The pop-and-drop nature of the biotech industry makes owning stocks in the sector particularly dicey. But for investors willing to take on the risk of failure, a number of intriguing small-cap biotech companies are working on important new therapies that could make a big impact on patients' lives and investors' wallets. Here are three of these companies.
No. 1: Portola Pharmaceuticals (NASDAQ:PTLA)
A major shift in standard of care is occurring in the treatment of heart disease and post-operative patients. For decades, doctors relied on warfarin to keep blood from clotting in these patients, but a new class of Factor Xa inhibitors is quickly displacing warfarin's long-standing dominance. Those drugs include Xarelto from Johnson & Johnson (NYSE:JNJ) and Eliquis from Bristol-Myers Squibb (NYSE:BMY) and Pfizer (NYSE:PFE). Although sales of Xarelto jumped 76% last year to $1.5 billion, and sales of Eliquis surged from $71 million in fourth-quarter 2013 to $281 million in fourth-quarter 2014, these drugs have one big problem: they lack an antidote. That means doctors have few good options for reversing their effect in the event of emergency surgery or a bleeding situation. However, that could soon change.
Portola is developing andexanet alfa, a Factor Xa reversal agent that is so promising that, despite Portola retaining all rights to the drug, Johnson & Johnson, Bristol-Myers, and Pfizer are helping fund its research. So far, it appears to be money well spent. In November, Portola reported phase 3 trial results showing andexanet alfa effectively reversed Eliquis, and in January the company reported similar success in reversing Xarelto in a phase 3 trial. Since demand for factor Xa drugs is climbing, and 2% to 5% of patients who receive them could suffer events requiring treatment by andexant alfa, Portola should find a willing market for its product -- if it can win FDA approval. To support its efforts for accelerated Food and Drug Administration approval, Portola is conducting a phase 4 trial that, if successful, should give it the data necessary to file for approval by the end of this year.
No. 2: Ophthotech (NASDAQ:OPHT)
The aging baby boomer population means demand for drugs that reverse age-related vision loss should rise significantly in coming years.
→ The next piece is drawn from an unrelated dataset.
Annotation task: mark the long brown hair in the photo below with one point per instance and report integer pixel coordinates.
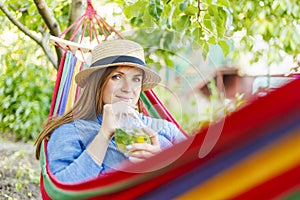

Novartis' (NYSE:NVS) Lucentis and Regeneron's (NASDAQ:REGN) Eylea, which are approved to treat wet state, age-related macular degeneration, are already top sellers, with Novartis and partner Roche garnering $4 billion in Lucentis sales per year and Regeneron and partner Bayer collecting $2.8 billion annually in Eylea sales.
Ophthotech is developing Fovista to be used alongside these drugs. In a phase 2b trial reported last year, patients receiving Fovista and Lucentis saw their vision improve to 10.6 letters on a standard eye chart, versus just a 6.5-letter improvement when taking Lucentis alone. The results were good enough to prompt Novartis to ink a deal that could be worth up to $1 billion in up-front and milestone money to Ophthotech in exchange for rights to market Fovista abroad. Ophthotech has retained U.S. rights (so far) and is conducting additional phase 3 trials it hopes will prove Fovista is equally effective when used alongside Eylea. Results from those trials are expected in 2016.
No. 3: Achillion Pharmaceuticals (NASDAQ:ACHN)
Gilead Sciences (NASDAQ:GILD) has shown that developing new, more effective treatments for hepatitis C is very profit-friendly. The company's Sovaldi, which launched in December 2013, generated more than $8.5 billion in sales during the first nine months of 2014 alone. Sovaldi's success -- and the expected success of Gilead's next-generation drug Harvoni, a combination of Sovaldi and ledipasvir, and AbbVie's(NYSE:ABBV) competing Viekira Pak -- suggest Achillion could eventually have a winner on its hands, too.
Achillion is developing ACH-3102, a drug that targets the same NS5A protein that Gilead Sciences' ledipasvir targets. Harvoni is only approved for use in a shorter eight-week treatment cycle (as opposed to the traditional 12-week cycle) for about 45% of hepatitis C genotype 1 patients, while small midstage trials suggest combining Sovaldi with ACH-3102 could be effective for most patients over a treatment course as short as six weeks. Achillion is also developing its own Sovaldi alternative, which could eventually be paired with ACH-3102. If Achillion can deliver functional cure rates over a shorter treatment period, it could eventually carve out a healthy chunk of market share, or convince a larger player to acquire it.
Question marks remain
Although these three companies have intriguing catalysts that could propel shares higher this year, each is also an emerging-stage biotech without any products yet on the market. That means trial failures could significantly derail their businesses and cause share price to tumble. Given that backdrop, these companies are best suited to investors who can handle the potential risk of a failure.